CUDA Assertion Errors with Concurrent Requests on XTTS-v2
#107
by
Chan-Y
- opened
Environment
- Model: coqui/XTTS-v2
- GPU: NVIDIA RTX 3080 Laptop (16GB VRAM)
- Operating System: Windows
- PyTorch: 2.6.0+cu124
- Torchaudio: 2.6.0+cu124
- Transformers: 4.46.1
- CUDA: 12.4
Issue Description
When processing multiple concurrent requests in quick succession, the model consistently encounters CUDA errors that can only be resolved by restarting the program. The error appears to be related to indexing operations and CUBLAS execution.
Error Message
device-side assert triggered
CUDA kernel errors might be asynchronously reported at some other API call
CUBLAS_STATUS_EXECUTION_FAILED when calling `cublasSgemm( handle, opa, opb, m, n, k, &alpha, a, lda, b, ldb, &beta, c, ldc)`
Assertion errors in Indexing.cu:1369:
block: [0,0,0], thread: [92-95,0,0] Assertion `srcIndex < srcSelectDimSize` failed.
Reproduction Steps
- Run the XTTS-v2 model on local machine
- Send multiple inference requests within a short time window
- Error occurs consistently under load
- Only solution is to restart the program
Expected Behavior
- Model should handle concurrent requests without CUDA assertion errors
- Graceful handling of multiple requests without requiring program restart
Questions
- Are there known issues with concurrent processing using PyTorch 2.6.0?

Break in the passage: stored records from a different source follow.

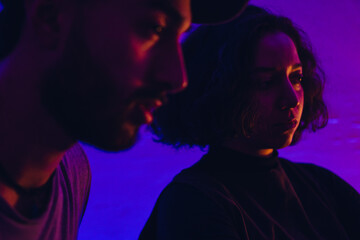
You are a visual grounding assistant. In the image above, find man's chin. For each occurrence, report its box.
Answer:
[80,131,138,152]
[77,124,139,152]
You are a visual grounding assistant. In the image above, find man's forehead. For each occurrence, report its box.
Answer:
[136,0,191,20]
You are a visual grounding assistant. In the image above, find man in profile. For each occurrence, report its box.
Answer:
[0,0,246,240]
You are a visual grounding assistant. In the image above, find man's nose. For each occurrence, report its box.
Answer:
[153,40,188,93]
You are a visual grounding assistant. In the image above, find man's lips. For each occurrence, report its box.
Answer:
[136,99,163,124]
[275,118,298,132]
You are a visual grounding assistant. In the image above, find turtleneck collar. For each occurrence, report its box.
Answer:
[195,146,279,172]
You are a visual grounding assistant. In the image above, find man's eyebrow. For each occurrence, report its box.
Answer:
[292,63,302,69]
[252,63,302,73]
[147,1,185,25]
[252,67,276,73]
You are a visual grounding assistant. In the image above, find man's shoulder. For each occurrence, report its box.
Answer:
[59,143,91,193]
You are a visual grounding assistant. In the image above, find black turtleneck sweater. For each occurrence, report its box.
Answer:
[139,148,360,240]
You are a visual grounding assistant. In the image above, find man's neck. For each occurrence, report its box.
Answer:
[0,54,75,204]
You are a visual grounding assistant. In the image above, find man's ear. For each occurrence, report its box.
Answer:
[28,0,69,50]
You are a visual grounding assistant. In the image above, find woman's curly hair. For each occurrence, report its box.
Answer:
[151,6,328,148]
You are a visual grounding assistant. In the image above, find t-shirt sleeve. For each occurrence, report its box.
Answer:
[156,183,240,240]
[298,164,360,239]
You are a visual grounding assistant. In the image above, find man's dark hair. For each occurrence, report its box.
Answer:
[151,6,328,148]
[0,0,25,61]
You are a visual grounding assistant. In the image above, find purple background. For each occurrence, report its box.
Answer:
[79,0,360,240]
[0,0,354,240]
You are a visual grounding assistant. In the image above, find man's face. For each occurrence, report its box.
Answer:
[42,0,191,151]
[249,33,304,149]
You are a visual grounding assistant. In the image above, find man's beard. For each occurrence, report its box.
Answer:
[40,30,139,151]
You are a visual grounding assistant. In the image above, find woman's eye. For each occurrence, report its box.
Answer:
[290,73,304,84]
[258,79,275,90]
[152,25,165,35]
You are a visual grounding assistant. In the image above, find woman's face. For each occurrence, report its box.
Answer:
[245,32,304,152]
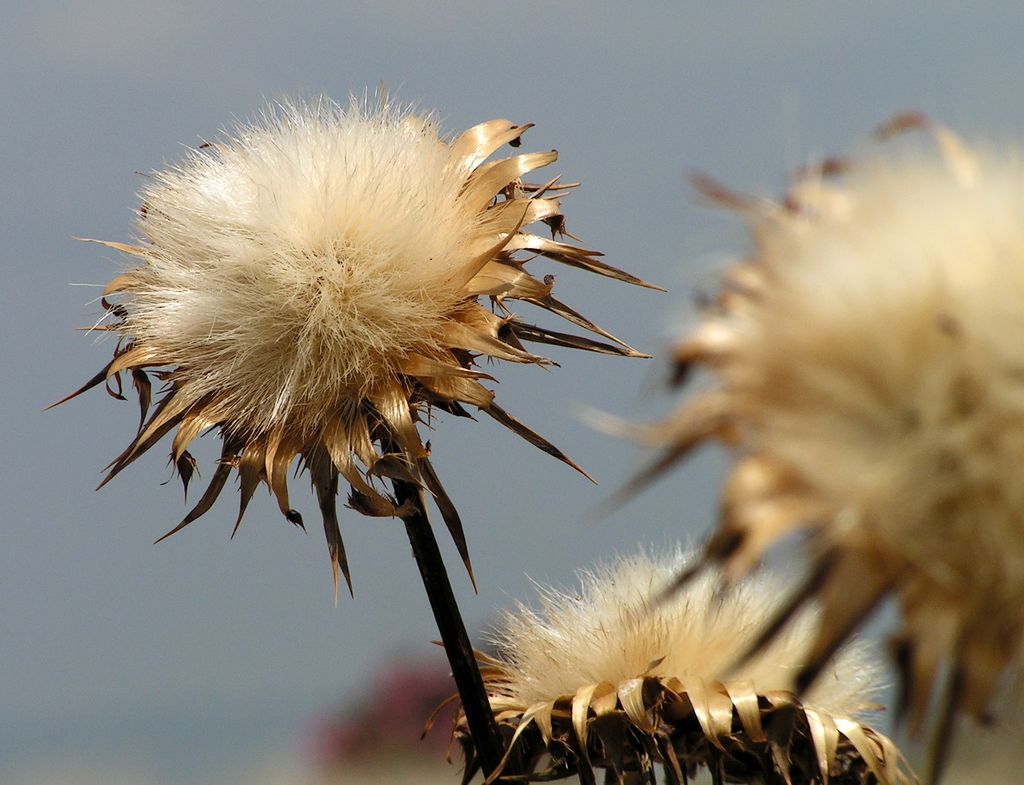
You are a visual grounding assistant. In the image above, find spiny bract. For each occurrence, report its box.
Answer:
[460,552,909,783]
[64,97,649,586]
[626,117,1024,777]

- Are there recommended batch size or request rate limitations for this model?
- Is there a way to implement request queuing or rate limiting to prevent these errors?
- Could this be related to CUDA 12.4 compatibility issues?
Additional Context
The error seems to indicate an issue with array indexing operations during concurrent processing. The assertion srcIndex < srcSelectDimSize
suggests possible race conditions or memory access violations during parallel execution.
The error occurs with the latest stable versions of PyTorch and torchaudio (2.6.0+cu124), which should theoretically be compatible with this workload. Any guidance on handling concurrent requests or implementing proper request management would be greatly appreciated.